От его внимания я вновь ощущаю знакомое тепло, которое стремительно разливается по телу, и нервно одергиваю юбку.
— Если я скажу нет, что-нибудь изменится? — колко спрашиваю я.
— Не усложняй, — советует он. — Мои родители нас ждут.
Как ни мечтала я отложить этот визит, вечер настал, и то умиротворение, которое возникло в душе благодаря обеду с Варей, рассыпается вдребезги перед лицом встречи с Игорем Андреевым и его женой.
Бросаю взгляд на свое отражение в зеркале. На мне бежевая водолазка и замшевая юбка-трапеция с завышенной талией. В уединении комнаты наряд в стиле 80-х казался мне уместным, но сейчас меня одолевают сомнения. Не слишком ли короткая юбка? Не слишком ли облегает грудь водолазка?
— Перестань дергаться. Ты выглядишь чудесно, — говорит Андреев, замечая мою нервозность.
Я молчу, но внутренне отзываюсь на этот грубоватый комплемент, ощущая неожиданное удовлетворение от его оценки, пусть она лишь дань формальности.
Крепче стискиваю ремешок сумки, отчего обручальное кольцо врезается в нежную кожу пальца, и выхожу вслед за Максимом из квартиры.
— Как прошла встреча с подругой? Удивленная этим вопросом, отрываю взгляд от созерцания проносящихся за окном картин и перевожу его на Андреева, который уверенно ведет машину по автостраде.
— Почему ты спрашиваешь? — несколько колюче отвечаю вопросом на вопрос.
— А почему нет?
Я неопределенно пожимаю плечами.
— Варя — моя лучшая подруга, — говорю уклончиво. — С ней мне всегда хорошо.
— В отличие от меня? — в хрипловатом голосе отчетливо слышится насмешка.
— Заметь, не я это сказала.
Какое-то время мы едем в тишине, но вскоре я сама возвращаюсь к беседе.

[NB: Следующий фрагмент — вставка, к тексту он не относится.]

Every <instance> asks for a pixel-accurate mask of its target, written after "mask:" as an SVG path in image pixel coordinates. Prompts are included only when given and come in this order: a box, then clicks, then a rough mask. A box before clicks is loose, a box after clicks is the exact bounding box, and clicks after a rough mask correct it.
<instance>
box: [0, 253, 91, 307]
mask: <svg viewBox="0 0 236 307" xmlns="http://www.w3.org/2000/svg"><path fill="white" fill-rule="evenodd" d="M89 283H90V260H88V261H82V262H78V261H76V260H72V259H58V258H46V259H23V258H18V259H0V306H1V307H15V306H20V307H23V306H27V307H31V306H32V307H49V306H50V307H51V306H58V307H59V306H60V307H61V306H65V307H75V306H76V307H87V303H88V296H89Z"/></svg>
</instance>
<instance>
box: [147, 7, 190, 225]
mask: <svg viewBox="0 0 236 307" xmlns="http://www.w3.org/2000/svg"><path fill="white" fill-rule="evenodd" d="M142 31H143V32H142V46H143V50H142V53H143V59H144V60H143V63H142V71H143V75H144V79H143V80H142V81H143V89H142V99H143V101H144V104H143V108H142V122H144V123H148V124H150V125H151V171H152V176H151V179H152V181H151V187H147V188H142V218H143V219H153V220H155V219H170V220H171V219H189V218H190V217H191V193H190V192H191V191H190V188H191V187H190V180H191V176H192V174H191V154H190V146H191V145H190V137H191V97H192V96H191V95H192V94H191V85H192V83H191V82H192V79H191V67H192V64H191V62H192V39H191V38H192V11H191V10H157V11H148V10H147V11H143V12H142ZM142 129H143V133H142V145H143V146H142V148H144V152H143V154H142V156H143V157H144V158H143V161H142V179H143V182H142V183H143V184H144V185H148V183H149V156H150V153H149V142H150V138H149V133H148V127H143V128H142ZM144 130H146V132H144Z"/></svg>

— Что ты сказал о нас своей маме?
— Что это была любовь с первого взгляда, — иронично усмехается Максим.
— А если серьезно?
— Я серьезен. Учитывая поспешность, с которой мы поженились, она вряд ли поверила бы во что-то иное. Мама — неисправимый романтик.
Интонации его голоса, когда он говорит о матери, пронизаны неподдельной теплотой и нежностью, и я невольно пытаюсь представить себе женщину, сумевшую воспитать такого сына: бескомпромиссного, но заботливого, жесткого в достижении целей, но способного к состраданию.
— Твои родители поженились по любви? — интересуюсь я.
Странная улыбка трогает его губы.
— Тебя это удивляет?
— Лишь в том контексте, что отцы, твой и мой, женившиеся на любимых женщинах, не постеснялись устроить для своих детей брак по расчету, — отвечаю совершенно искренне.
— Возможно, они просто знают больше нас.
Этот странный ответ заставляет меня задуматься. Что Максим имеет ввиду? Есть что-то, о чем я не знаю? Неужели помимо взаимных расчетов в этой сделке замешано что-то еще?
— Что я должна говорить? — спустя время спрашиваю я. — Твоей маме.
— Придерживайся правды во всем за исключением причины нашей свадьбы. Здесь бы я попросил тебя подыграть мне.
Через полчаса автомобиль плавно тормозит у внушительного по своим размерам особняка с огромной зеленой территорией, подернутой первыми признаками осени. Не успевает Андреев открыть для меня дверцу, как на пороге дома появляется хрупкая женщина, одетая в простые черные брюки и серый пуловер с небольшим круглым вырезом, открывающими тонкую шею. В том, как она выглядит нет ничего необычного кроме того, что ее голова покрыта модным шелковым платком, завязанным в виде тюрбана.
Бросаю вопросительный взгляд на Максима, но выражение его лица остается непроницаемым. Властно обхватив рукой мою талию, он увлекает меня к дому.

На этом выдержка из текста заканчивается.